Blood plasma model predictions for the proposed bone-seeking radiopharmaceutical [117mSn]Sn(IV)-N,N',N'-trimethylenephosphonate-poly(ethyleneimine)

Abstract In an attempt to elucidate the in vivo stability of the prospective radiopharmaceutical [ 117m Sn]Sn(IV)-PEI-MP, where PEI-MP stands for N,N′,N′-trimethylenephosphonate-polyethyleneimine, glass electrode potentiometry was used to determine the stability constants of the Sn 4+ ion as complexed with a variety of physiological amino acids. In addition, linear free energy relationship (LFER) correlation plots were used to extrapolate the constants of the major blood plasma ligands, based on data from Cu 2+ , Pb 2+ , and Zn 2+ . In so doing, a thermodynamic model of blood plasma was established for Sn 4+ from which the complexation tendencies of Sn 4+ were predicted in the event of the intravenous administration of such a drug.

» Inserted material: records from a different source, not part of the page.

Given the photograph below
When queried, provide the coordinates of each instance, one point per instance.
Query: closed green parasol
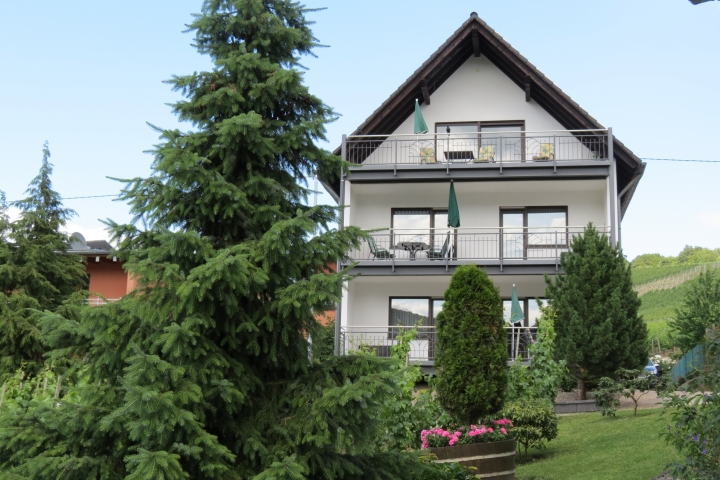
(420, 126)
(453, 210)
(516, 313)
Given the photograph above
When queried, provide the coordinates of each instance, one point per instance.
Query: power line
(680, 160)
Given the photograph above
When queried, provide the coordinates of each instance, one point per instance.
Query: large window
(486, 141)
(526, 232)
(411, 311)
(419, 224)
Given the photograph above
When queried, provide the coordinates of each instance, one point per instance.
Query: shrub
(472, 347)
(606, 396)
(534, 422)
(695, 430)
(598, 326)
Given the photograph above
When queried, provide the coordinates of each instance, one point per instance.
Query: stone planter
(494, 460)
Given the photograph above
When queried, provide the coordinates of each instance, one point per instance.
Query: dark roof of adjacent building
(475, 37)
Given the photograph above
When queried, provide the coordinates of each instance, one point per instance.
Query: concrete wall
(480, 202)
(367, 300)
(479, 91)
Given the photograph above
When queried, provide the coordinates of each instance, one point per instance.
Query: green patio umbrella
(516, 316)
(516, 313)
(420, 126)
(453, 210)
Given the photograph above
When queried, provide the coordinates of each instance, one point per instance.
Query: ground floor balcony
(380, 341)
(440, 250)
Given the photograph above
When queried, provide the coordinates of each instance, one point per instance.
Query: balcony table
(413, 247)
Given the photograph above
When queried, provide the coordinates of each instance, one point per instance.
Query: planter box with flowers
(490, 449)
(471, 362)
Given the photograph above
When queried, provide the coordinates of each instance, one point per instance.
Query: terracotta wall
(107, 278)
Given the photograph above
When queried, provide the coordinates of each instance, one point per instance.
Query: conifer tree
(36, 274)
(203, 371)
(598, 326)
(472, 347)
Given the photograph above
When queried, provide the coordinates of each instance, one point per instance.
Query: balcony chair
(546, 152)
(486, 153)
(444, 252)
(378, 252)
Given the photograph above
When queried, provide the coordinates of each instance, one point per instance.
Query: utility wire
(680, 160)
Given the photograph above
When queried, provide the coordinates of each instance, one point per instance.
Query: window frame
(525, 210)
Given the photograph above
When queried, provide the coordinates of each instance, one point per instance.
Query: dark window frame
(431, 210)
(525, 210)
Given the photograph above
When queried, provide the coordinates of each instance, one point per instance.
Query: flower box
(494, 460)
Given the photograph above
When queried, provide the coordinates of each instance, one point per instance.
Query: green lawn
(592, 447)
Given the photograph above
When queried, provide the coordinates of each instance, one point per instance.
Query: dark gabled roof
(476, 36)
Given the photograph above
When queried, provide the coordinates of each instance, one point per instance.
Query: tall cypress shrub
(204, 372)
(598, 326)
(472, 353)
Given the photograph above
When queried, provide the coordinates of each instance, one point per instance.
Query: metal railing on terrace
(95, 301)
(479, 148)
(445, 244)
(380, 340)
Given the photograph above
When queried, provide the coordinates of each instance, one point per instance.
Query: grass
(649, 274)
(592, 447)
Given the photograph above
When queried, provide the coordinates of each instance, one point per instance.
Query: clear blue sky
(87, 76)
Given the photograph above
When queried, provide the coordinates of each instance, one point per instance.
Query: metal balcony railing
(445, 244)
(478, 148)
(95, 301)
(380, 340)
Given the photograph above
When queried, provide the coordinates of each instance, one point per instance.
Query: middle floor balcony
(440, 250)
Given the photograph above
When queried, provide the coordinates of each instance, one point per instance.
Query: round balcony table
(413, 247)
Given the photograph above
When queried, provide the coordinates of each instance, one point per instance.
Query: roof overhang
(475, 37)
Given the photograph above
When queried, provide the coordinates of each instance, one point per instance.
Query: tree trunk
(581, 389)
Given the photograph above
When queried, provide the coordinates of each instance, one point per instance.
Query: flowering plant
(438, 437)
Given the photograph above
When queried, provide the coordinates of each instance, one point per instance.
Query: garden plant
(598, 326)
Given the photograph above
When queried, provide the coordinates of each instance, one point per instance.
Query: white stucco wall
(368, 297)
(479, 91)
(480, 202)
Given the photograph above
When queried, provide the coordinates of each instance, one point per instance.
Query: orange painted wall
(107, 278)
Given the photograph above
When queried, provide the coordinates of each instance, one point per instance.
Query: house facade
(107, 279)
(530, 169)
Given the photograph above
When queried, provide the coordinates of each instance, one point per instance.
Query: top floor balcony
(478, 147)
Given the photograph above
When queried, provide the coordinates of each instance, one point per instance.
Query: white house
(530, 169)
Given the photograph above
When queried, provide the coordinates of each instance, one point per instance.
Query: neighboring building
(107, 280)
(531, 169)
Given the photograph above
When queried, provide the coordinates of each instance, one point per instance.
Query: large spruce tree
(471, 359)
(204, 371)
(598, 326)
(36, 274)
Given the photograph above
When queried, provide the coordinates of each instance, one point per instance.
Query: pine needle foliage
(471, 359)
(203, 371)
(36, 274)
(598, 326)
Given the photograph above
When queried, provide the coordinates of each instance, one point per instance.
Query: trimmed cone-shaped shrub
(472, 347)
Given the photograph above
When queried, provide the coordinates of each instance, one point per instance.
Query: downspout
(341, 216)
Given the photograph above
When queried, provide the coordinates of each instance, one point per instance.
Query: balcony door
(419, 224)
(533, 232)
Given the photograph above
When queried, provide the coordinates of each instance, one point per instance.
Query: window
(418, 224)
(529, 307)
(527, 231)
(485, 141)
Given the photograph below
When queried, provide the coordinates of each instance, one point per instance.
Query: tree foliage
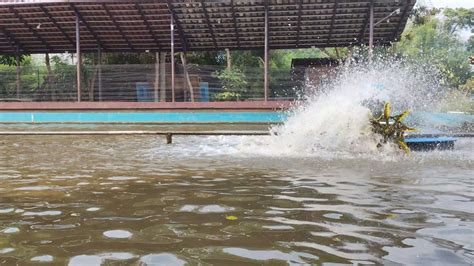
(430, 39)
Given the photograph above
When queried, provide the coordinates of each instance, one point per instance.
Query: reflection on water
(132, 199)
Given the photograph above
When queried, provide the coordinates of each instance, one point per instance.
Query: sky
(449, 3)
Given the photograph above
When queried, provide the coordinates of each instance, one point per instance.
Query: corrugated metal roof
(140, 25)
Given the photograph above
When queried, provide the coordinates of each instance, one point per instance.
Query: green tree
(432, 40)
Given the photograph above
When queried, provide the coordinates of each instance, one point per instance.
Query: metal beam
(107, 11)
(211, 30)
(400, 22)
(172, 60)
(55, 22)
(334, 11)
(99, 70)
(18, 75)
(12, 41)
(78, 55)
(33, 31)
(81, 18)
(235, 22)
(371, 32)
(184, 42)
(265, 67)
(298, 24)
(147, 24)
(366, 22)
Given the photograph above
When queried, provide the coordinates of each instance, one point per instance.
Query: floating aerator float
(394, 130)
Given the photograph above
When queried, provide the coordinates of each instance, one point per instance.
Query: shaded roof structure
(29, 26)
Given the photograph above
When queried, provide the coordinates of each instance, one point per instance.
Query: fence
(136, 83)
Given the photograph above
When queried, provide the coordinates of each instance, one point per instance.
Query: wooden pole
(172, 60)
(18, 75)
(78, 62)
(163, 77)
(228, 59)
(371, 32)
(265, 67)
(99, 61)
(157, 75)
(186, 75)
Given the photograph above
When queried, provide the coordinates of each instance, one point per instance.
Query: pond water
(84, 200)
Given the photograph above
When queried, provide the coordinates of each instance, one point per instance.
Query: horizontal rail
(138, 132)
(168, 134)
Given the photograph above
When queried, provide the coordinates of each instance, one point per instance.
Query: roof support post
(162, 76)
(157, 76)
(172, 59)
(186, 76)
(265, 66)
(371, 31)
(78, 55)
(99, 70)
(18, 75)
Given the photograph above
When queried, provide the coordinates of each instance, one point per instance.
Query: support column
(78, 55)
(186, 76)
(18, 76)
(265, 66)
(99, 70)
(163, 77)
(228, 59)
(172, 59)
(371, 32)
(157, 76)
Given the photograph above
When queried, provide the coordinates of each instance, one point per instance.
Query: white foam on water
(332, 121)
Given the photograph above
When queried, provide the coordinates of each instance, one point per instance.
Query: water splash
(333, 118)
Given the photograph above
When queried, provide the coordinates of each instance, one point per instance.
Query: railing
(142, 83)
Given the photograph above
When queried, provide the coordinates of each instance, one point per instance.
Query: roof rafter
(331, 28)
(235, 22)
(147, 24)
(298, 23)
(366, 21)
(55, 22)
(402, 18)
(12, 40)
(107, 11)
(209, 26)
(35, 33)
(81, 18)
(184, 42)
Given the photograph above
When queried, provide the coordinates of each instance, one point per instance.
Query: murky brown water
(133, 199)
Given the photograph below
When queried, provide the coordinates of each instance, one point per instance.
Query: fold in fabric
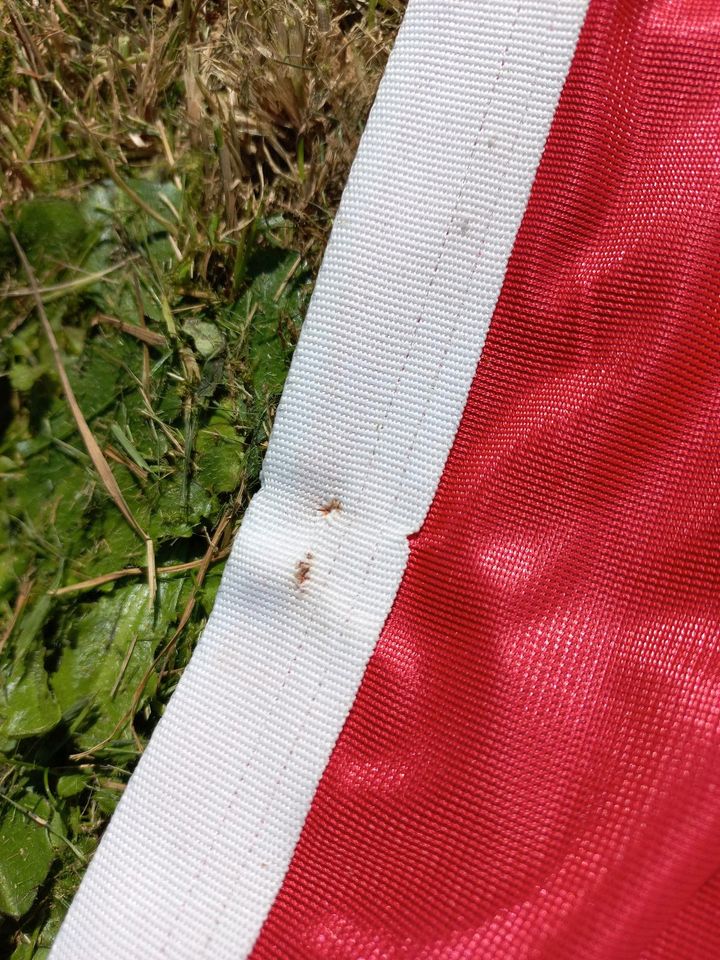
(531, 768)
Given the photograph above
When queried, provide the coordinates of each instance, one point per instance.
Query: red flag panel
(531, 768)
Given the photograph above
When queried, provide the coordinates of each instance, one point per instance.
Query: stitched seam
(426, 407)
(204, 863)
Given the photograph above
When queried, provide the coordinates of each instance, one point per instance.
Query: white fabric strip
(200, 843)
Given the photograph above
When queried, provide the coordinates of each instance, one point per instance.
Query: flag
(460, 693)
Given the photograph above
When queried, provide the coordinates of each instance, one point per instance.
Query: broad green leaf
(107, 652)
(26, 853)
(27, 706)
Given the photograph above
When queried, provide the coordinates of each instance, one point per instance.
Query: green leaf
(28, 707)
(107, 651)
(26, 854)
(71, 784)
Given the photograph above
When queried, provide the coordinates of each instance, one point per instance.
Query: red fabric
(532, 766)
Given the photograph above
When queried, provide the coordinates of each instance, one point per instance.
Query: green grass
(169, 172)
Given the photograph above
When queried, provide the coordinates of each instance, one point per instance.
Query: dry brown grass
(256, 104)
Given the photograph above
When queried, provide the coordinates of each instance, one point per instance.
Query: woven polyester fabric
(531, 770)
(199, 845)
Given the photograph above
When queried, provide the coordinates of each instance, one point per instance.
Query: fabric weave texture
(531, 769)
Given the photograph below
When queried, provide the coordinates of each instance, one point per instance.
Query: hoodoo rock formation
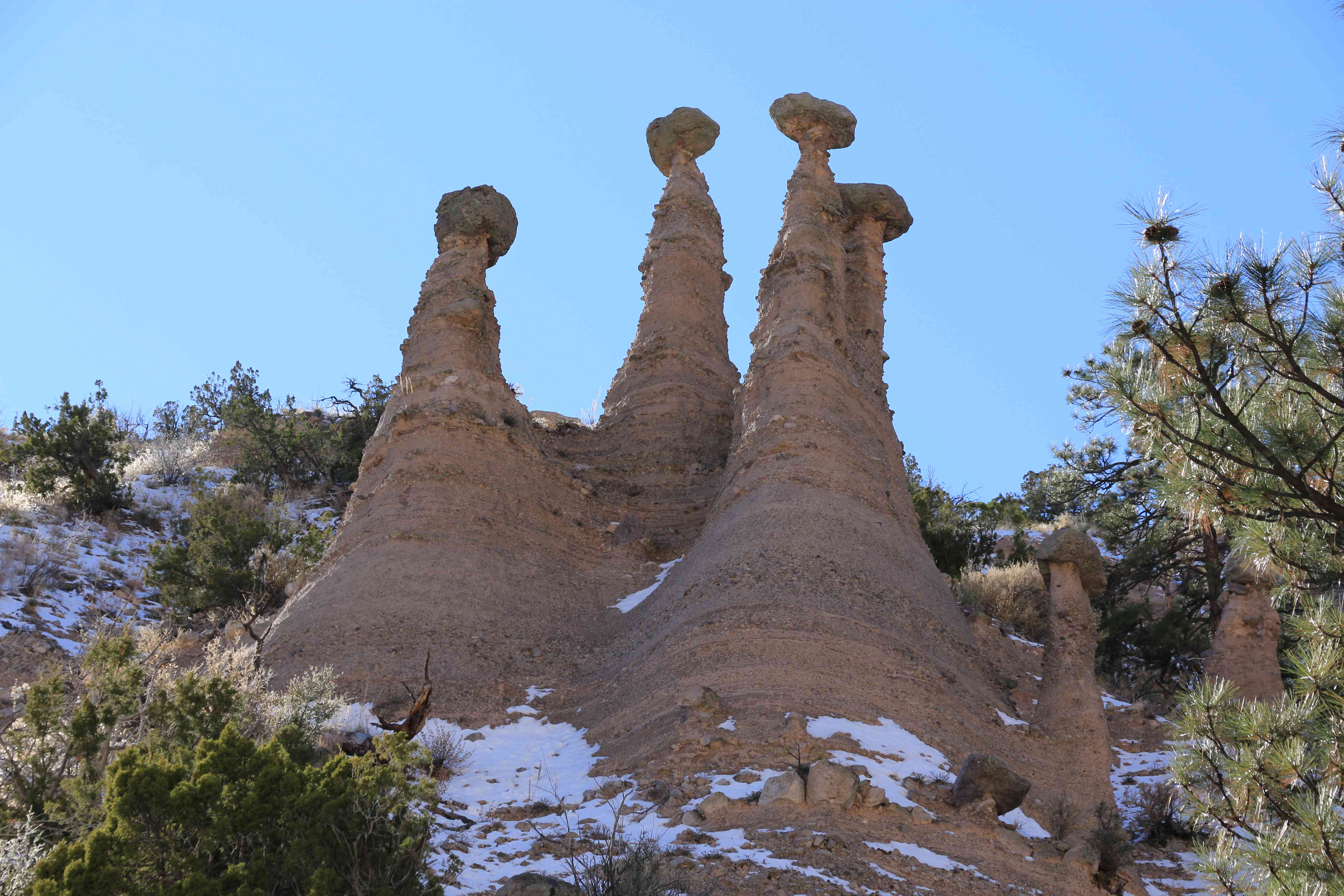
(1069, 709)
(810, 586)
(483, 532)
(456, 523)
(1245, 648)
(669, 416)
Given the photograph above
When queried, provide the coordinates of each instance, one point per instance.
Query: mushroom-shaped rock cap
(1241, 572)
(798, 113)
(881, 203)
(478, 211)
(689, 128)
(1073, 546)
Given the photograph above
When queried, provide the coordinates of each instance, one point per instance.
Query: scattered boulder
(820, 841)
(798, 113)
(478, 211)
(1013, 841)
(831, 784)
(701, 699)
(788, 788)
(714, 804)
(1084, 858)
(921, 816)
(871, 797)
(986, 776)
(687, 129)
(534, 884)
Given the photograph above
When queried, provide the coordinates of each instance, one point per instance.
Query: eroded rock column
(1069, 709)
(669, 416)
(460, 541)
(1245, 648)
(810, 590)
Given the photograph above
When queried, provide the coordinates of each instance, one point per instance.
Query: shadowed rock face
(810, 588)
(669, 414)
(1069, 709)
(1245, 648)
(804, 586)
(452, 484)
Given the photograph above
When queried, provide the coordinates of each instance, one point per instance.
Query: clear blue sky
(189, 185)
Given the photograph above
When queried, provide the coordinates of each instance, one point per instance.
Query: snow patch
(901, 754)
(632, 601)
(1027, 827)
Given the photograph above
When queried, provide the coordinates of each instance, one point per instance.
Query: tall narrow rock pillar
(1245, 648)
(452, 483)
(1069, 709)
(810, 590)
(670, 409)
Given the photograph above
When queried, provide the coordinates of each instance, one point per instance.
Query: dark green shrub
(236, 557)
(1109, 840)
(279, 443)
(230, 557)
(957, 531)
(241, 819)
(80, 452)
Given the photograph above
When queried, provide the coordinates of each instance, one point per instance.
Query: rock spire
(1245, 648)
(449, 481)
(669, 414)
(1069, 707)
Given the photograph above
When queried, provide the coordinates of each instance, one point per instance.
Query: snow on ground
(632, 601)
(926, 858)
(532, 759)
(1027, 827)
(1139, 768)
(99, 569)
(900, 753)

It was found that the Sn(IV)-PEI-MP could succumb to competition by the glutamine amino acid, which forms more stable complex(es), whilst the PEI-MP gets taken up largely by Ca 2+ . Also, this study shows the value of the in vitro experiments and modeling performed for radiopharmaceutical research and for attempts to reduce the number of animal experiments.